Orv siguió las indicaciones de Tony, y no solo fue a buscar la correa de Mr. Dillon, sino que lo hizo corriendo. Phil Candleton, que siempre había tenido debilidad por el perro, acompañó a Orv una vez puesta la correa; iba al lado de Mr. D y de vez en cuando se agachaba para tranquilizarlo con una caricia y buenas palabras. Más tarde dijo a los demás que al perro le temblaba todo el cuerpo.
Nadie dijo nada. Tampoco hacía falta. Todos pensaban lo mismo, que Mr. Dillon había demostrado la veracidad de Curt. No temblaba el suelo, ni Tony había oído nada al meter la cabeza por la ventanilla del Buick, pero estaba claro que al coche le pasaba algo raro, algo que no se reducía al tamaño del volante ni a que la llave de contacto fuera una simple lengüeta. Algo peor.

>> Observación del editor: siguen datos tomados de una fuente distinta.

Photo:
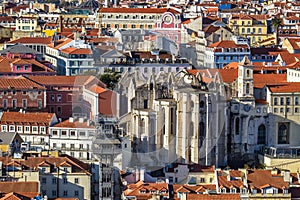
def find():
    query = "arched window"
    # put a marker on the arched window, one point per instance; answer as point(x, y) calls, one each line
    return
point(247, 88)
point(237, 126)
point(248, 73)
point(201, 133)
point(283, 135)
point(261, 135)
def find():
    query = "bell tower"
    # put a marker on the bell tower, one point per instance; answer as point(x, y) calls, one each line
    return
point(245, 78)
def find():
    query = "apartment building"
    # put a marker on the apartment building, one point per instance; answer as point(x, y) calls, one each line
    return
point(75, 95)
point(20, 93)
point(58, 177)
point(37, 43)
point(254, 27)
point(221, 53)
point(21, 60)
point(166, 21)
point(74, 137)
point(32, 127)
point(70, 57)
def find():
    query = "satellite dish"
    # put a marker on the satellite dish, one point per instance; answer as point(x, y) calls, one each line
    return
point(188, 78)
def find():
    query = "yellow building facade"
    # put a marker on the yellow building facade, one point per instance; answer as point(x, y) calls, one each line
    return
point(253, 27)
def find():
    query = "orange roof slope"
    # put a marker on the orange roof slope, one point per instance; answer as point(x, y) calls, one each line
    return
point(7, 187)
point(260, 80)
point(75, 124)
point(262, 178)
point(65, 80)
point(32, 40)
point(18, 83)
point(17, 117)
point(138, 10)
point(286, 87)
point(228, 44)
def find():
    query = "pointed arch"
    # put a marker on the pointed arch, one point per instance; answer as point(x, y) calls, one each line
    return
point(261, 134)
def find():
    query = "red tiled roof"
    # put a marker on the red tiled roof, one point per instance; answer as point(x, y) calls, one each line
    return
point(228, 75)
point(34, 162)
point(97, 89)
point(200, 168)
point(7, 187)
point(75, 124)
point(66, 80)
point(260, 80)
point(138, 10)
point(32, 40)
point(223, 182)
point(260, 178)
point(285, 88)
point(261, 101)
point(235, 173)
point(228, 44)
point(72, 50)
point(18, 83)
point(193, 188)
point(213, 197)
point(134, 189)
point(18, 117)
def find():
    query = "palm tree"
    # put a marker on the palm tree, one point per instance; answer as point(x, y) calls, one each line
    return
point(276, 23)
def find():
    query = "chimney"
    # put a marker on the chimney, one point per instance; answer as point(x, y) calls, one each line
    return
point(71, 119)
point(137, 175)
point(88, 122)
point(142, 174)
point(286, 176)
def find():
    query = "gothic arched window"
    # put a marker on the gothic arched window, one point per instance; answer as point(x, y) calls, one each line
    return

En los años setenta y ochenta, los investigadores forenses de la policía estatal de Pensilvania era gente itinerante, personal de la jefatura del distrito que iba por todos los cuarteles de una zona determinada. En el caso de Troop D, la jefatura era Butler. No había furgonetas forenses. Lujos así, de capital, eran el sueño de muchos, pero a la Pensilvania rural no llegarían casi hasta finales de siglo. Los forenses se desplazaban en coches de policía sin distintivo, llevaban el equipo en el maletero o el asiento de atrás y lo acarreaban por los escenarios del crimen en bolsas grandes de tela con el logo de la policía estatal de Pensilvania (la PSP) en los laterales. La mayoría de los equipos forenses se componía de tres personas: el jefe y dos técnicos. A veces también había alguien de prácticas, gente con aspecto, por lo general, de ser demasiado jóvenes para comprar alcohol.
Por la tarde, en Troop D, apareció uno de esos equipos. Venía de Shippenville a petición personal de Tony Schoondist. Fue una visita peculiar, informal; un examen de vehículo que no acababa de ser de servicio. El jefe del equipo era Bibi Roth, un veterano (circulaba la broma de que había aprendido el oficio sentado en las rodillas de Sherlock Holmes y el doctor Watson). Con Tony Schoondist se llevaba bien, y no le importaba hacerle un favorcillo al sargento jefe de Troop D. Siempre y cuando no se supiera.